The history of the game began in Harrow, a private school in the United Kingdom, in the 19th century, and was exported to its colonies through British officer clubs.

The New York Times pointed out that until the moment, the Egyptian players register and govern their games in English, adding that for years, the sport of squash for a special category only in Egypt, but in 1996, international player Ahmed Barrada broke the base, with a stunning performance at the Al Ahram Open Squash Championship, Erected next to the Great Pyramid of Giza.

Barada lost the final, but his strong performance made him a national hero, and even Al-Ahram newspaper published the title of the first page: "Star born."

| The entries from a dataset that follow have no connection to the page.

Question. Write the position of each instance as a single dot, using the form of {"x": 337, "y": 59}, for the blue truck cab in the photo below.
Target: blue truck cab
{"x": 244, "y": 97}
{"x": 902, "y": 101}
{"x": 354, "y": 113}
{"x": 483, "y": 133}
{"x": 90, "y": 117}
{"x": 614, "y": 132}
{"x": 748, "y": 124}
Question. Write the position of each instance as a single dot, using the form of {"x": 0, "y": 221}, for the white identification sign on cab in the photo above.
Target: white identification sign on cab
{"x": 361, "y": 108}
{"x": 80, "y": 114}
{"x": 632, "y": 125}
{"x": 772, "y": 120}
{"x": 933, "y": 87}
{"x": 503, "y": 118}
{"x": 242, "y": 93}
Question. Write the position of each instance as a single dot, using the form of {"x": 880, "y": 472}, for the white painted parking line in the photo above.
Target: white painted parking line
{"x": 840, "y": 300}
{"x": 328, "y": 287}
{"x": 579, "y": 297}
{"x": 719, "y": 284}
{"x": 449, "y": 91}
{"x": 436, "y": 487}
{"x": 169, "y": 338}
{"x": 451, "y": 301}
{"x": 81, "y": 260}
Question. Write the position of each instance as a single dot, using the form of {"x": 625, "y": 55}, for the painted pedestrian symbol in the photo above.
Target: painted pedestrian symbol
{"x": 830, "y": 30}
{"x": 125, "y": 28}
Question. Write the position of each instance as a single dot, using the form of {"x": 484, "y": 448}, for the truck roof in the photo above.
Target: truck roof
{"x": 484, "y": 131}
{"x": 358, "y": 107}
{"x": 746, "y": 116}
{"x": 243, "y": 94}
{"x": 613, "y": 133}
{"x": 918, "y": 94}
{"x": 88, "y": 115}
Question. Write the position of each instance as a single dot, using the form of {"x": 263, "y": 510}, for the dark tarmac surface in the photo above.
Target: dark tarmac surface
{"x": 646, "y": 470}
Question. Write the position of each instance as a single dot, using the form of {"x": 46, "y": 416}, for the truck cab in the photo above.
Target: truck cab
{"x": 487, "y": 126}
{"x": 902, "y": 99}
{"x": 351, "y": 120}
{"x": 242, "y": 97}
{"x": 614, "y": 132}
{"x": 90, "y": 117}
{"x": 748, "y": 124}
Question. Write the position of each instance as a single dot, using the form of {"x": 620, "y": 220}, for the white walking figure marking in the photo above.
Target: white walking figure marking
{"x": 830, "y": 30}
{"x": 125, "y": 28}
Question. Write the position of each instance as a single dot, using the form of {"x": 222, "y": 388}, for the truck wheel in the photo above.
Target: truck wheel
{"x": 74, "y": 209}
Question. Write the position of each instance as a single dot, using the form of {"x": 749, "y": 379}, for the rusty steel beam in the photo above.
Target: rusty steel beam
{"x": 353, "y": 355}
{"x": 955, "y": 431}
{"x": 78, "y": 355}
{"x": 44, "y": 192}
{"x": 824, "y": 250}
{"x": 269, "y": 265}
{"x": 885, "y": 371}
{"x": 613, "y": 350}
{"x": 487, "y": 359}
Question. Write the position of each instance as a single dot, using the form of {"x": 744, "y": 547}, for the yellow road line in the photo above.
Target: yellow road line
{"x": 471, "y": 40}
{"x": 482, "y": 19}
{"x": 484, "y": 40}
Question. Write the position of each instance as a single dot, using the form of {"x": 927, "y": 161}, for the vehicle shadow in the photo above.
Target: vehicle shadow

Barada won the final of the Al-Ahram Championship in 1998, ranking second in the world rankings. He retired from the game in 2001, a year after being stabbed near his Cairo home, for an unsolved crime.

Barada then recorded an album of pop songs and starred in the romantic comedy "Love of the Girls."

"Everyone wanted to be like me," Barrada told reporters.

In 2003, Egypt won the first world squash champion in decades, Amr Shabana, who combines unprecedented speed with "stunning blows like magic tricks."

Shabana won the world title three times.

Wonder Girl

Since 2008, Britain has won 75 gold medals in three summer Olympics, in various sports such as boxing, diving, tennis, field hockey, swimming, taekwondo, track and field, while Egypt has not won any gold medal in that math, where squash has never been an Olympic sport, This greatly angered the masses.

Squash has become the second oldest sport in Egypt, after football, has so many murids, to the extent that the New York Times called it, that a player like Nour El Sherbini, nicknamed "Wonder Woman" in the United States, the three-time world champion, had to be It has to play the game.

The Egyptians have changed the way the game is played, and the world number three, the world number three, said during a break after the game to the newspaper, "Have you seen the way we play the game?"

The squash game does not provide huge sums for its players. The average profit of a professional player who wins international tournaments is $ 100,000 a year, a tennis player's gain up to the round of 16 in the US Open.

But squash has other advantages, as it is often an opportunity to pave the way for an American university or junior high school, as there are four Egyptian players at the prestigious Harvard University, according to the New York Times.